The decades in between had been difficult for Youn. She had married a popular singer and he had taken her off to the US. She ended up with two young sons and a divorce. Back in Korea she picked up her career in TV drama but now the roles were not major ones. No one would give a lead role to a divorced woman. In conservative, patriarchal Korean society, divorce casts a much longer shadow over women than men.

Then director Im Sang-soo cast Youn in a relatively minor supporting role in his 2003 film The Good Lawyer’s Wife. And her come-back had begun. Youn more than held her own against emerging stars Moon So-ri and Hwang Jung-min in her role as Hwang’s sexually active mother, a woman determined not to be a dreary widow.
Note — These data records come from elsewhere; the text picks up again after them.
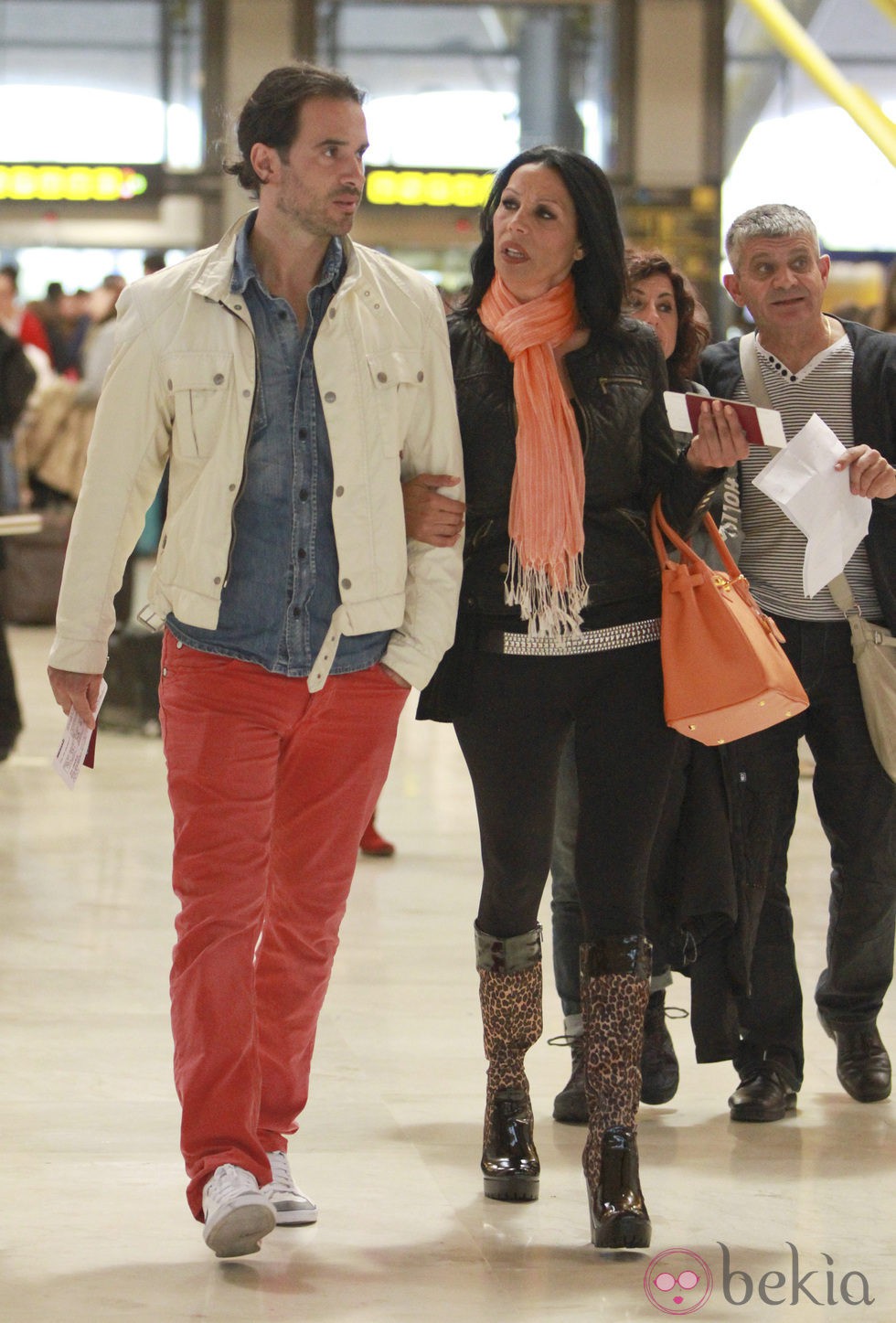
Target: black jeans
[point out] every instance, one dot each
(512, 733)
(857, 806)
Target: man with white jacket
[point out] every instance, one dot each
(292, 381)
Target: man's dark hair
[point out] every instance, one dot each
(272, 112)
(600, 275)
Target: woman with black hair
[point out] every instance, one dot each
(565, 446)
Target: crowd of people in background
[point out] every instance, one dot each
(553, 681)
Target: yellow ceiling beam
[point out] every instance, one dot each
(887, 8)
(800, 47)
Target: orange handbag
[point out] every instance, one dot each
(724, 671)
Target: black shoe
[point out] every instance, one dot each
(617, 1207)
(510, 1162)
(862, 1062)
(571, 1104)
(658, 1060)
(763, 1097)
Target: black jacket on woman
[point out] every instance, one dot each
(630, 455)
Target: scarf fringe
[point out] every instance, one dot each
(549, 609)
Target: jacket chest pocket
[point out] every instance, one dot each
(397, 378)
(618, 404)
(200, 387)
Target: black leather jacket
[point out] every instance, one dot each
(630, 455)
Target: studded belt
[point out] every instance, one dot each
(571, 645)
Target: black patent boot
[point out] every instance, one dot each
(510, 1162)
(510, 995)
(615, 985)
(617, 1207)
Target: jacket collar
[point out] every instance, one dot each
(216, 270)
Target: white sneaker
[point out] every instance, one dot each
(293, 1208)
(237, 1213)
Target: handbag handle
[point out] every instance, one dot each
(659, 528)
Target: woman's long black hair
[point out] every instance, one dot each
(600, 275)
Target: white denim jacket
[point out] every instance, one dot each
(182, 387)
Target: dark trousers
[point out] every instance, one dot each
(511, 736)
(857, 806)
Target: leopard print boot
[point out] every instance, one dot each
(615, 986)
(510, 995)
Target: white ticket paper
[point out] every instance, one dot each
(76, 742)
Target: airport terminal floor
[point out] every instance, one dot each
(94, 1224)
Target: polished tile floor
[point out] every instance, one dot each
(93, 1222)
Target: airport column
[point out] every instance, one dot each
(667, 155)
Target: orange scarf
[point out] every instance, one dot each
(546, 576)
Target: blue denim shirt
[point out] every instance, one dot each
(283, 581)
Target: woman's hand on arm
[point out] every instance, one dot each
(429, 517)
(720, 440)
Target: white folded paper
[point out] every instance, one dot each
(804, 483)
(76, 742)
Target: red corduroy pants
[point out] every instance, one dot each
(271, 789)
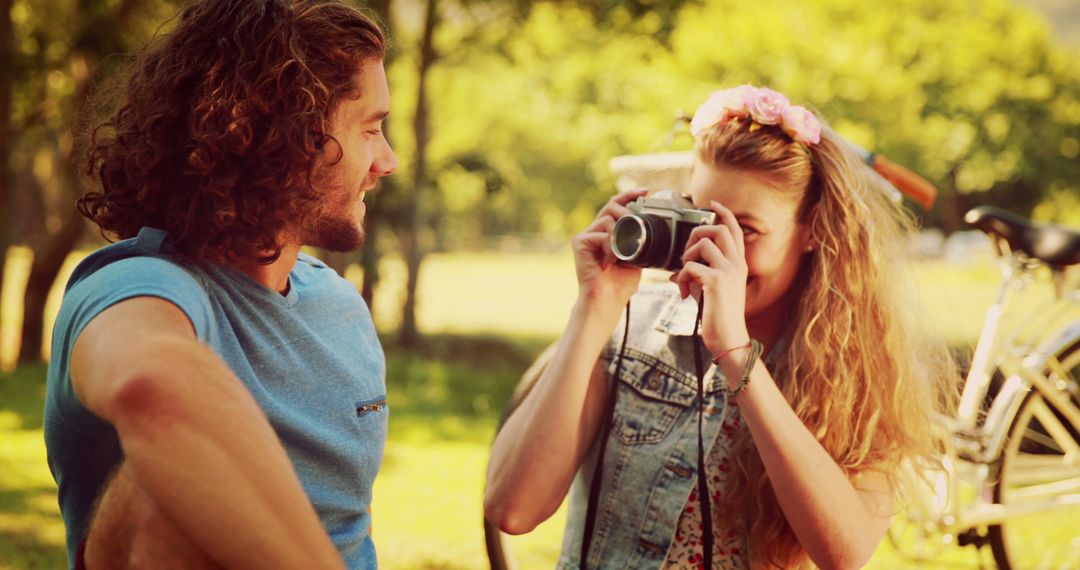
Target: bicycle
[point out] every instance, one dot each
(1013, 444)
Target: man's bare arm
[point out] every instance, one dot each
(196, 439)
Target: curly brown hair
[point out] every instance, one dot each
(223, 122)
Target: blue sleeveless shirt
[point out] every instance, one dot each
(311, 360)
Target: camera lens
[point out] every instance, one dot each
(643, 241)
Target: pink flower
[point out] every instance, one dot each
(801, 125)
(764, 106)
(767, 106)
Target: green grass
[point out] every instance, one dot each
(486, 315)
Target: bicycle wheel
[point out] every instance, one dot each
(1041, 463)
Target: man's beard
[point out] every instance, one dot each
(335, 233)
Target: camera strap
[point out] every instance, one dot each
(705, 506)
(704, 501)
(594, 487)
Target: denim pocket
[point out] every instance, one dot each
(370, 406)
(651, 397)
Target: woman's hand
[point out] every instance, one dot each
(714, 269)
(601, 280)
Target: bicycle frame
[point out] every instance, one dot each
(976, 439)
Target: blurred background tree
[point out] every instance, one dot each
(505, 113)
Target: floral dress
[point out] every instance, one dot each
(729, 544)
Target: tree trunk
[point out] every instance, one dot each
(43, 272)
(370, 255)
(414, 252)
(7, 83)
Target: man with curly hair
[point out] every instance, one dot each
(216, 396)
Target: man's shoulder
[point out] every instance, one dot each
(143, 258)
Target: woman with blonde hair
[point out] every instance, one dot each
(780, 363)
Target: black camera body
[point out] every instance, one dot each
(655, 235)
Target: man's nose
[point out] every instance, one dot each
(386, 162)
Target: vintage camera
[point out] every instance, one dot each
(656, 233)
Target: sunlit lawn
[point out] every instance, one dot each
(487, 314)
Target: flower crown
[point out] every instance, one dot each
(764, 106)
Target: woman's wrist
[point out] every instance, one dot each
(599, 309)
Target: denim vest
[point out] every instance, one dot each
(651, 458)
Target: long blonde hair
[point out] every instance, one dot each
(858, 370)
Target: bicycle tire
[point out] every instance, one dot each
(1030, 451)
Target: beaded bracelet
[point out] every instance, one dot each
(755, 353)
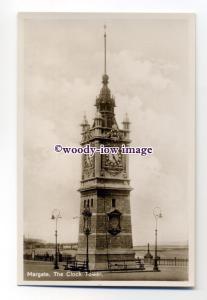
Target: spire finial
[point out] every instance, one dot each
(104, 48)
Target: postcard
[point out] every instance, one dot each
(106, 138)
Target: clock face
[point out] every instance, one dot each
(88, 161)
(114, 222)
(114, 160)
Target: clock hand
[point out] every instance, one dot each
(114, 157)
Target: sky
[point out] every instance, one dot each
(150, 68)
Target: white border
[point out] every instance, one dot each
(191, 169)
(8, 11)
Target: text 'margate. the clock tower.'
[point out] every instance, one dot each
(105, 187)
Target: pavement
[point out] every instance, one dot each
(44, 271)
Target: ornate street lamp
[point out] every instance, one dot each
(55, 216)
(157, 214)
(87, 230)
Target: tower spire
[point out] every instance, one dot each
(105, 49)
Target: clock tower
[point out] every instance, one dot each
(105, 189)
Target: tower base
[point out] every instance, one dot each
(109, 261)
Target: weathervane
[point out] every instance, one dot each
(104, 49)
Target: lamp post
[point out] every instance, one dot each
(157, 214)
(55, 216)
(87, 230)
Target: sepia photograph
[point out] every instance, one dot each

In what now seems a pleasant prediction of future honours, Youn won the Busan Critics award for best-supporting actress that year. Im has cast her in other films since, but her most intriguing role was that of ‘Miss Cho’ in his 2010 remake and revisioning of Kim Ki-young’s most famous film, The Housemaid (1960). In Korea, all the best-supporting actress awards went to her in 2010.

In the space of a short retrospective it is pretty hard to suggest more than an outline of Youn Yuh-jung’s cinematic career. We have selected three films from 2016 to give some idea of the range of her acting skills across a single year: from the humour of Ladies of the Forest, to the mix of humour and tragedy in melodrama Canola and the haunting realism of The Bacchus Lady. We will soon be able to see Youn Yuh-jung in the epic TV series Pachinko. It is difficult to see anyone else in the role of matriarch Sunja: a soul-sister of Minari’s Sunja,  an embodiment of the complicated, tragic, contrary, fascinating seasons of modern Korean history.